Former President Donald Trump has achieved a partial legal victory after a federal judge dismissed the wrongful death claim against him in the civil lawsuit filed by Sandra Garza, partner of the late U.S. Capitol Police Officer Brian Sicknick. Sicknick passed away a day after the January 6 Capitol riot, having been attacked by rioters.
U.S. District Judge Amit Mehta ruled that Garza, who was not married or a legal domestic partner to Sicknick, lacked the standing to bring wrongful death and negligence claims. However, the lawsuit continues on other grounds, including potential violations of Washington, D.C.'s Survival Act and conspiracy to violate civil rights. Garza seeks $30 million in damages.

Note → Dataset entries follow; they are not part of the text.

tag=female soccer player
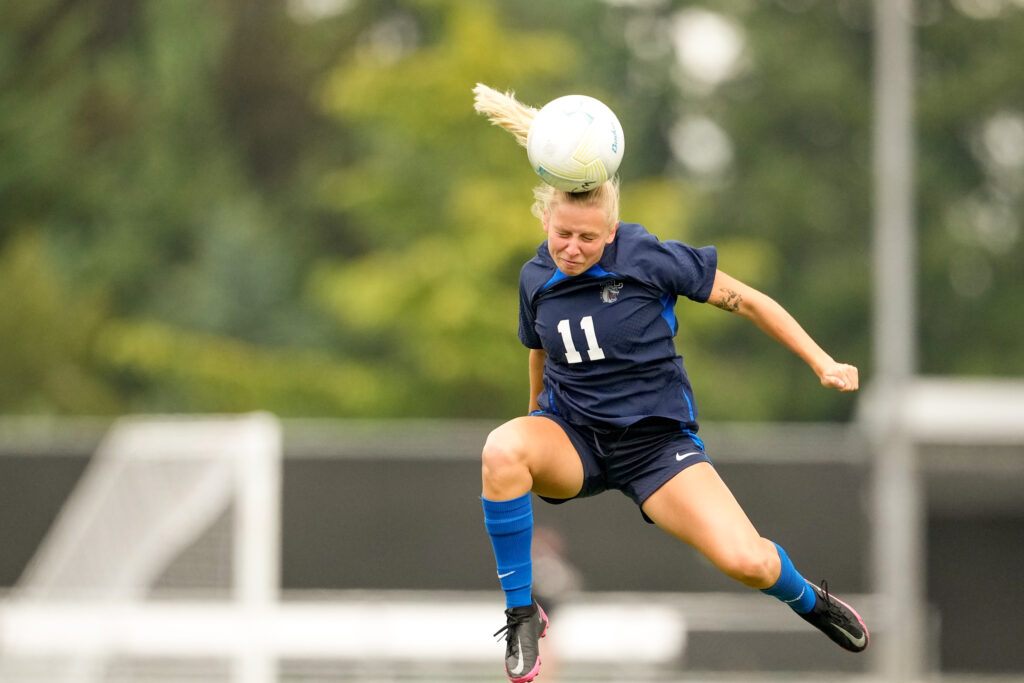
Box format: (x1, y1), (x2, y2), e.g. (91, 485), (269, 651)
(474, 84), (869, 683)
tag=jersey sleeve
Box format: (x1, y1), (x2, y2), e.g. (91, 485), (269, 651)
(635, 231), (718, 303)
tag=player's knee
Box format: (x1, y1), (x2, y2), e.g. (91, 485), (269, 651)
(481, 427), (526, 481)
(719, 545), (774, 588)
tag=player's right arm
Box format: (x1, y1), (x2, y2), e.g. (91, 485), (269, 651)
(528, 348), (548, 413)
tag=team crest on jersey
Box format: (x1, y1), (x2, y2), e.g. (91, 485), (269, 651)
(601, 282), (623, 303)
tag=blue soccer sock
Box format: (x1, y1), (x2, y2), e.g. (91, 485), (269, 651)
(480, 494), (534, 608)
(761, 543), (818, 614)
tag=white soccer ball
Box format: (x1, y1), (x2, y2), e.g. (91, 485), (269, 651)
(526, 95), (625, 193)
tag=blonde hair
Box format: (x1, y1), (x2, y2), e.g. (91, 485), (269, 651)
(473, 83), (618, 226)
(529, 176), (618, 227)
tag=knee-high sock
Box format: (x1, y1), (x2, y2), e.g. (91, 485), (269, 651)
(761, 543), (817, 614)
(480, 494), (534, 607)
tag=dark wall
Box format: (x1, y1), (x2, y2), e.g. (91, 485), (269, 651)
(283, 460), (868, 593)
(0, 440), (1024, 673)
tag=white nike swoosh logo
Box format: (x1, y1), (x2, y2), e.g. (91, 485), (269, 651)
(833, 622), (867, 647)
(509, 637), (526, 676)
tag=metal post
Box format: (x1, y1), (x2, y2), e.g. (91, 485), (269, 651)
(872, 0), (925, 682)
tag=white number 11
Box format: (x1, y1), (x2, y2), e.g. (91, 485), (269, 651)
(557, 315), (604, 362)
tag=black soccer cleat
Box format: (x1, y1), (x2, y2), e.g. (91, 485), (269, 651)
(801, 581), (871, 652)
(495, 600), (548, 683)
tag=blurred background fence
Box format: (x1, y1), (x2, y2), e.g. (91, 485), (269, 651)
(0, 415), (1024, 682)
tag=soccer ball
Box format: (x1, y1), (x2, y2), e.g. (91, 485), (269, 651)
(526, 95), (625, 193)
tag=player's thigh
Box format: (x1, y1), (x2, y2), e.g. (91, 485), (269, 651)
(643, 463), (763, 566)
(484, 416), (584, 498)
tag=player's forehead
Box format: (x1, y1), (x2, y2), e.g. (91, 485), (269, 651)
(548, 202), (609, 233)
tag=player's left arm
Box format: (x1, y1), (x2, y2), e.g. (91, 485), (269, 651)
(708, 270), (860, 391)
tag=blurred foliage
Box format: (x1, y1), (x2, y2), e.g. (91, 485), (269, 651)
(0, 0), (1024, 420)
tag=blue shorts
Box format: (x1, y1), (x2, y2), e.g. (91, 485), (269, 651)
(530, 411), (711, 522)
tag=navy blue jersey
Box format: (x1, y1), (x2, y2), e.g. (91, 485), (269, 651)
(519, 223), (718, 426)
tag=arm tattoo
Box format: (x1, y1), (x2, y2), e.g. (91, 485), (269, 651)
(715, 287), (743, 313)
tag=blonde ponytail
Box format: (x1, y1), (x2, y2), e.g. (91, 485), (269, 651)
(473, 83), (538, 146)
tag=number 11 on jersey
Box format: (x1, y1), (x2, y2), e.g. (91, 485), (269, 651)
(557, 315), (604, 362)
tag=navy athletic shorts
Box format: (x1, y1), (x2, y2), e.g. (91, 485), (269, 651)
(530, 411), (711, 522)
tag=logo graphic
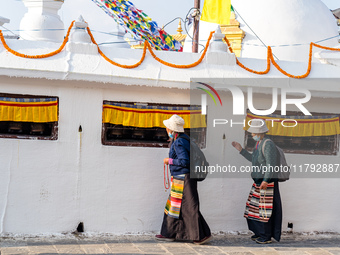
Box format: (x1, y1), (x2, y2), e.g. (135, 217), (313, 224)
(196, 82), (223, 115)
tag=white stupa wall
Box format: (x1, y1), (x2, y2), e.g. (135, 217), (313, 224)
(20, 0), (66, 42)
(233, 0), (339, 62)
(0, 77), (340, 235)
(184, 0), (339, 62)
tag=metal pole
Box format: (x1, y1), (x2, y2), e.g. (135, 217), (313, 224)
(192, 0), (201, 53)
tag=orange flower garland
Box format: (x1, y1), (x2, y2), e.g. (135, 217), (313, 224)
(87, 27), (148, 69)
(224, 36), (271, 75)
(0, 21), (340, 79)
(148, 32), (214, 68)
(0, 21), (74, 58)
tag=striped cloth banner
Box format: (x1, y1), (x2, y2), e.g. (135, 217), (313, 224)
(103, 101), (207, 128)
(0, 97), (58, 123)
(164, 174), (185, 219)
(244, 182), (274, 222)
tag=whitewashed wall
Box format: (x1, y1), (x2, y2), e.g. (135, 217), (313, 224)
(0, 77), (340, 234)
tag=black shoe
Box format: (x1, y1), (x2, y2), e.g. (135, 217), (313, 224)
(255, 237), (272, 244)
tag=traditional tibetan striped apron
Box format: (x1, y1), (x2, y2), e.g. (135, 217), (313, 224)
(164, 174), (185, 219)
(244, 182), (274, 222)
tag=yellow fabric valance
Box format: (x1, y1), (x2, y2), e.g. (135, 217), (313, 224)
(0, 97), (58, 123)
(244, 113), (340, 137)
(103, 102), (207, 128)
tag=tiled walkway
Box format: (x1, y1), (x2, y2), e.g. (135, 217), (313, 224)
(0, 234), (340, 255)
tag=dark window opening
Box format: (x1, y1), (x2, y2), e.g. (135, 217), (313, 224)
(0, 93), (59, 140)
(0, 121), (58, 140)
(102, 101), (206, 148)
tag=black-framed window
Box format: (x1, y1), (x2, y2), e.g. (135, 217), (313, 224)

Trump and co-defendants Julian Khater and George Tanios, both convicted in the January 6 riot, are implicated in the suit. Despite the partial dismissal, Garza’s lawyer Mark S. Zaid expressed satisfaction that the lawsuit is proceeding and mentioned considering deposing Trump as their next step.
The lawsuit, filed on January 5, 2023, alleged Trump and his co-defendants' "intentional words and actions" contributed to Sicknick's death. It claimed Trump incited the rioters with false claims of a "stolen" 2020 election.
Dr. Francisco Diaz, D.C.'s chief medical examiner, determined Sicknick's death was due to natural causes - two strokes - after collapsing post-riot. Trump, facing 91 felony counts including charges related to the Capitol attack, has not been directly charged in connection to Sicknick's death. He denies wrongdoing, calling his legal challenges a "witch hunt" and "election interference."